﻿Project: SADiLaR: Parallel corpora for English into Siswati

Type: Monolingual text corpora
Languages: 	Siswati (ss_ZA).
Date: 2022-03-31
Version: 1.0 (Final)

Description: 
Monolingual corpus for Siswati. The data is given as a single UTF-8 text file, with each segment on a newline. 
The dataset contains monolingual data for Siswati obtained during data acquisition that do not have aligned English sentences.

Content:
						|	Segments	|	SS Words	|
---------------------------------------------------------
Monolingual dataset		|	138,651		|	1,536,356	|


Source(s):
Documents from various South African domains (mainly government and publications).
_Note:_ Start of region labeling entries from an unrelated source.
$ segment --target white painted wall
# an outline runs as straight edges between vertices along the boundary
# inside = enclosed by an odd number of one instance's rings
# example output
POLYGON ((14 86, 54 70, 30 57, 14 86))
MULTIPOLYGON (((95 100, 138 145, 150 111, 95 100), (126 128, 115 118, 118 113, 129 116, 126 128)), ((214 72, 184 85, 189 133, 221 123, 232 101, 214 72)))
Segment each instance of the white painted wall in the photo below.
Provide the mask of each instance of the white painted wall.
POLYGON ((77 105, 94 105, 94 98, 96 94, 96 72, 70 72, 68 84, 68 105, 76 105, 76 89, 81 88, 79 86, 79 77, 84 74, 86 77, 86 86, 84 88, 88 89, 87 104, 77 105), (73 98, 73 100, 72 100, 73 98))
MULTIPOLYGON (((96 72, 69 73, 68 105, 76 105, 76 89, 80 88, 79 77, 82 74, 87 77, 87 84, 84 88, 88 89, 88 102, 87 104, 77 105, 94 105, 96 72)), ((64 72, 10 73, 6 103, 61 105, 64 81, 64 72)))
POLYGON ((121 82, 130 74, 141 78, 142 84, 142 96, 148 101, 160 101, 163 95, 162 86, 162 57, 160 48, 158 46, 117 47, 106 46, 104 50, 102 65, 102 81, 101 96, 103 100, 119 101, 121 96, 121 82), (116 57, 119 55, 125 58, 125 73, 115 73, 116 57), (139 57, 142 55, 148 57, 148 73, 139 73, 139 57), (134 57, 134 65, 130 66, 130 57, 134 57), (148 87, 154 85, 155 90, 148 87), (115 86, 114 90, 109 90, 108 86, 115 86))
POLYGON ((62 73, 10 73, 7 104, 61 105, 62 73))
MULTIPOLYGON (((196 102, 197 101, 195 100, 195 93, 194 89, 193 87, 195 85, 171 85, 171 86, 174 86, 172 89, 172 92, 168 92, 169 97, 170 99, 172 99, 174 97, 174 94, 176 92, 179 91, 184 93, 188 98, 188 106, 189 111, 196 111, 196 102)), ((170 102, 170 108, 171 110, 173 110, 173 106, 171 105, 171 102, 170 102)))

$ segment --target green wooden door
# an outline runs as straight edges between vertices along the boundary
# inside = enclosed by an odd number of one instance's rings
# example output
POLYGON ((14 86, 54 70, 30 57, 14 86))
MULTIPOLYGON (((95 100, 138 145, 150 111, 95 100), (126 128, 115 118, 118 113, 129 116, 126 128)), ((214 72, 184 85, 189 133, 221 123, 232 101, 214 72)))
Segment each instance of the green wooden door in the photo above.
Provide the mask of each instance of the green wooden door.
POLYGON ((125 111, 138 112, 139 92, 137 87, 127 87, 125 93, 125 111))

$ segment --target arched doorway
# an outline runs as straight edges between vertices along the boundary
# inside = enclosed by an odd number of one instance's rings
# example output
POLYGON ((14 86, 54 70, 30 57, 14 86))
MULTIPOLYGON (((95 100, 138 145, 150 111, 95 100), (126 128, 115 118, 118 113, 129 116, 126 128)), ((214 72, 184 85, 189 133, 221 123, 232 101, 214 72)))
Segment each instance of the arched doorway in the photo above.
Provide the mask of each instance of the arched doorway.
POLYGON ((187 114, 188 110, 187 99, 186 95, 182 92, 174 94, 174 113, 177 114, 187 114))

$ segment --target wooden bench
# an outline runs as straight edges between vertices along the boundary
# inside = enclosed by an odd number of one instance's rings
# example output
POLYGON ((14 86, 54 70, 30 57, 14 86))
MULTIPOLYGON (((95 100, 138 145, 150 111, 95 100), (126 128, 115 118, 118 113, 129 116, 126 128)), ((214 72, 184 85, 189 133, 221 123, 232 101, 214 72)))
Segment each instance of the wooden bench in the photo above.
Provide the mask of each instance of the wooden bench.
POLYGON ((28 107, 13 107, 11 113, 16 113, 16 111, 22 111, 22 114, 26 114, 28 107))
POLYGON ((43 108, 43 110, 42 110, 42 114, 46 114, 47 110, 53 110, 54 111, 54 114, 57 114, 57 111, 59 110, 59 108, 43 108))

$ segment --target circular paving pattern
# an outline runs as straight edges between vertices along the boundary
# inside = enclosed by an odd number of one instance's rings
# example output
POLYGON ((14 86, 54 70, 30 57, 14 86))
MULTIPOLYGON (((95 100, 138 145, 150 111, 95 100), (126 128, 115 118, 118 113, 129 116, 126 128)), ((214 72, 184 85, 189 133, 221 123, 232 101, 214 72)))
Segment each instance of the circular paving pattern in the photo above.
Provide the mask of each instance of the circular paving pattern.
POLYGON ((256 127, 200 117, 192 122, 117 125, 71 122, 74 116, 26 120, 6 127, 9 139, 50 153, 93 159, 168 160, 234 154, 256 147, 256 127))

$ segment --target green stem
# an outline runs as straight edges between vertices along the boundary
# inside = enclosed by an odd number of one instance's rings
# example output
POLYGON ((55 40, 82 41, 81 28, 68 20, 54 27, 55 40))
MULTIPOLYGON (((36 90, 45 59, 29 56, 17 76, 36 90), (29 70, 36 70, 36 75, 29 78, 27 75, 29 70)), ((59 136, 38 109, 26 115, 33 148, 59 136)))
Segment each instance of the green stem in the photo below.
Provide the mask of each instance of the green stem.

SADiLaR website: https://sadilar.org/index.php/en/

_________________________________________________________________________________
Licence for final (v1.0) distribution: Creative Commons Attribution 4.0 International
 
URL: http://creativecommons.org/licenses/by/4.0/
 
Attribute work to: 
	CTexT® (Centre for Text Technology, North-West University), South Africa; 
	SADiLaR (South African Centre for Digital Language Resources), South Africa;
	Department of Sport, Arts and Culture, South Africa.
Attribute work to URL:	
	http://humanities.nwu.ac.za/ctext
    https://sadilar.org
	http://www.dac.gov.za